Geekwear?

There are some news items about eyes on the frontiers of technology that caught my eye.  I suppose, like any pioneering outpost, some of these will be soon lost to history and some will flourish.

So consider Google Glass.  While it has been making headway, there are already many competitors, which you can read about here and here and here.

For more serious medical purposes, there is the eSight system, which does for your eyes what hearing aids can do for your ears.  The system modifies what its built-in camera sees so that it becomes clear enough and understandable enough for the low-vision, although not truly blind, user.  (Here’s a video explaining the eSight system.)  At nearly ten thousand dollars, of course, that user will also need some free cash or a generous health plan.
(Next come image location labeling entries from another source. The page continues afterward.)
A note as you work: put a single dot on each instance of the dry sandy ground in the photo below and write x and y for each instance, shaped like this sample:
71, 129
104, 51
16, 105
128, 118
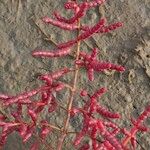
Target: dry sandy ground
128, 93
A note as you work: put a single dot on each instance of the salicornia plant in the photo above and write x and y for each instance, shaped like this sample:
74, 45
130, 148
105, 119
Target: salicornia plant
98, 122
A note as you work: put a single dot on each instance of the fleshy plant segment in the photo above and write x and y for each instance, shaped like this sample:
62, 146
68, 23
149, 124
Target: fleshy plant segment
102, 131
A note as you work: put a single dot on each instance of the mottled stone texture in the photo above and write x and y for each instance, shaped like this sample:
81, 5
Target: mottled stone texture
128, 93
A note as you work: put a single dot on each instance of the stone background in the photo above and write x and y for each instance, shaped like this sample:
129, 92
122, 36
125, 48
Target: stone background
128, 93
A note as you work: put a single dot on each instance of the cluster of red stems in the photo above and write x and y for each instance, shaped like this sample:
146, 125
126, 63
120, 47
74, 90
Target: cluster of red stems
102, 132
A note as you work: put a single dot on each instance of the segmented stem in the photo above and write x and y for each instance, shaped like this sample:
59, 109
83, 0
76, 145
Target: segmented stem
70, 101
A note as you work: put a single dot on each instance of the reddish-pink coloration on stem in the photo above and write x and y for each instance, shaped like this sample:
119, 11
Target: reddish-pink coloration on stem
50, 54
97, 120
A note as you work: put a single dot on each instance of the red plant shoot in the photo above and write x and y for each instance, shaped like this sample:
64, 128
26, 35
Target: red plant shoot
98, 121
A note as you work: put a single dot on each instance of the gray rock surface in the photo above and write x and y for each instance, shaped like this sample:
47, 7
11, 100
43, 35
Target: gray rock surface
128, 93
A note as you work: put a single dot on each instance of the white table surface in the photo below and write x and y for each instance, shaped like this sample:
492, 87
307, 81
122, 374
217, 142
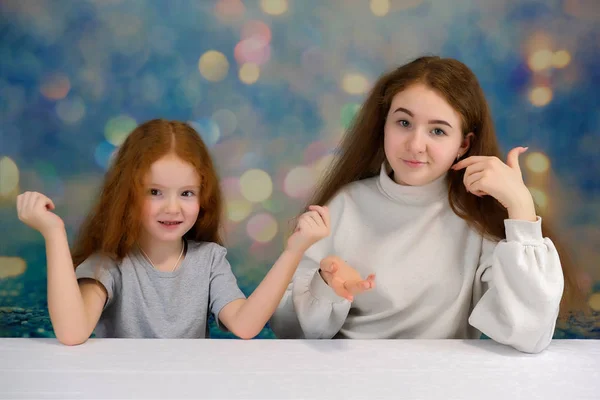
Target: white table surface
296, 369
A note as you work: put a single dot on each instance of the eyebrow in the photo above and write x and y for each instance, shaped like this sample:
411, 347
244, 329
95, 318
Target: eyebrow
433, 121
156, 185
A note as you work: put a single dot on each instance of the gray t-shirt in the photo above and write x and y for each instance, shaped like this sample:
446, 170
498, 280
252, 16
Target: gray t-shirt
146, 303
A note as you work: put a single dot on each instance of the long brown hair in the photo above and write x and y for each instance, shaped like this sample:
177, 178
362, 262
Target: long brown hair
113, 226
361, 152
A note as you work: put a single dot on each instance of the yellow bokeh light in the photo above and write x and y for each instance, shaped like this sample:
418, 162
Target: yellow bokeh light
262, 227
9, 176
238, 210
537, 162
539, 197
540, 60
380, 7
355, 83
299, 181
256, 185
213, 66
118, 128
249, 73
540, 96
11, 267
561, 59
274, 7
594, 301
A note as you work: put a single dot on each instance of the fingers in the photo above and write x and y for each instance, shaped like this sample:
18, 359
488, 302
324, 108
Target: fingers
30, 202
469, 161
470, 179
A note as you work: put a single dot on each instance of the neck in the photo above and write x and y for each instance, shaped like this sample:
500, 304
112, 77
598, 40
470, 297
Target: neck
160, 252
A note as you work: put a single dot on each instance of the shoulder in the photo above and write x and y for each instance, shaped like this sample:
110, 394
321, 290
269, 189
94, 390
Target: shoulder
205, 250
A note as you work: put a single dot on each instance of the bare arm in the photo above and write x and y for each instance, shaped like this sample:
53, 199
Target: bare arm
74, 309
246, 317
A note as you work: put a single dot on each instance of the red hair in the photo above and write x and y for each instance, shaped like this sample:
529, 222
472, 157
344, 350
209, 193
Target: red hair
113, 226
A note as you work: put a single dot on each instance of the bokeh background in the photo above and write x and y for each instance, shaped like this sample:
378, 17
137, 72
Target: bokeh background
271, 86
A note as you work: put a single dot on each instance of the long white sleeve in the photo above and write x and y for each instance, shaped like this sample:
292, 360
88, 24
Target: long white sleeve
518, 288
310, 308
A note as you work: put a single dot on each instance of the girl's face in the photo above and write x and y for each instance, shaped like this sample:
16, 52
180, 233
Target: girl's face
422, 136
171, 204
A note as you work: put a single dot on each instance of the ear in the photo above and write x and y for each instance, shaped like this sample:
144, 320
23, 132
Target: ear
466, 143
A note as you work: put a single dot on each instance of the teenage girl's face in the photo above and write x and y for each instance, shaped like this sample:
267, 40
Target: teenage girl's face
422, 136
171, 200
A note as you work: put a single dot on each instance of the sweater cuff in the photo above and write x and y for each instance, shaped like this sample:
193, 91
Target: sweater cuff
524, 232
320, 290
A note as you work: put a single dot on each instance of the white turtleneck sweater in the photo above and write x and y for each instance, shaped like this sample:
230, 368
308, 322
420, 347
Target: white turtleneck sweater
436, 277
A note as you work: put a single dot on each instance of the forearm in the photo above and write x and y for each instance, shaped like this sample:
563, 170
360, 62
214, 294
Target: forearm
254, 312
65, 303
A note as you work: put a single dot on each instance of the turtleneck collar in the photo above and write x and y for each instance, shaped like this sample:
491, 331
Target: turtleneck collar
414, 195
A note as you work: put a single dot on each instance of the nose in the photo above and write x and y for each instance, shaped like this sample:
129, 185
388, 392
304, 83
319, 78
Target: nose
416, 142
172, 205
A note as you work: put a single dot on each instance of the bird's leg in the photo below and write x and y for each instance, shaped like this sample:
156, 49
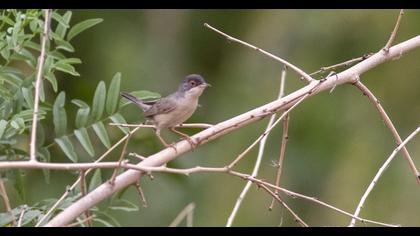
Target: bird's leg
186, 137
163, 141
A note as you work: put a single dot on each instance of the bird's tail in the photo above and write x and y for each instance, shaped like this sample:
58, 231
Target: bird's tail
135, 100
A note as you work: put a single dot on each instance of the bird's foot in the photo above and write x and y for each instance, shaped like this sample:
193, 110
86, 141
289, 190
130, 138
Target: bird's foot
190, 141
172, 145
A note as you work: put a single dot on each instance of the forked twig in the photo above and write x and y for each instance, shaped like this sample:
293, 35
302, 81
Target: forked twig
379, 174
141, 194
262, 142
394, 32
307, 77
276, 197
389, 124
66, 193
187, 212
341, 64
In what it describes as the next generation version of Google Glass, Neurowear makes products that read your mood and then adjust various things in your world, like the music you’ll hear.  Their Neurocam senses what you find interesting and only records bits of that. There’s a video at http://youtu.be/CDgkX-JY_wM  My guess is that this will have to be shrunk in size before anyone but flamboyant geeks would wear it, but who knows – Google may make geekwear fashionable.

But in case people feel awkward wearing geekwear, perhaps they just need to wait a few years.  A team led by scientists at the University of Washington have been developing a contact lens that is wirelessly connected to the Internet and has a built-in display.  It’s being developed and tested on rabbits since there will be a big hurdle getting approvals to use this on humans, but something less obvious than glasses is bound to being created sooner or later.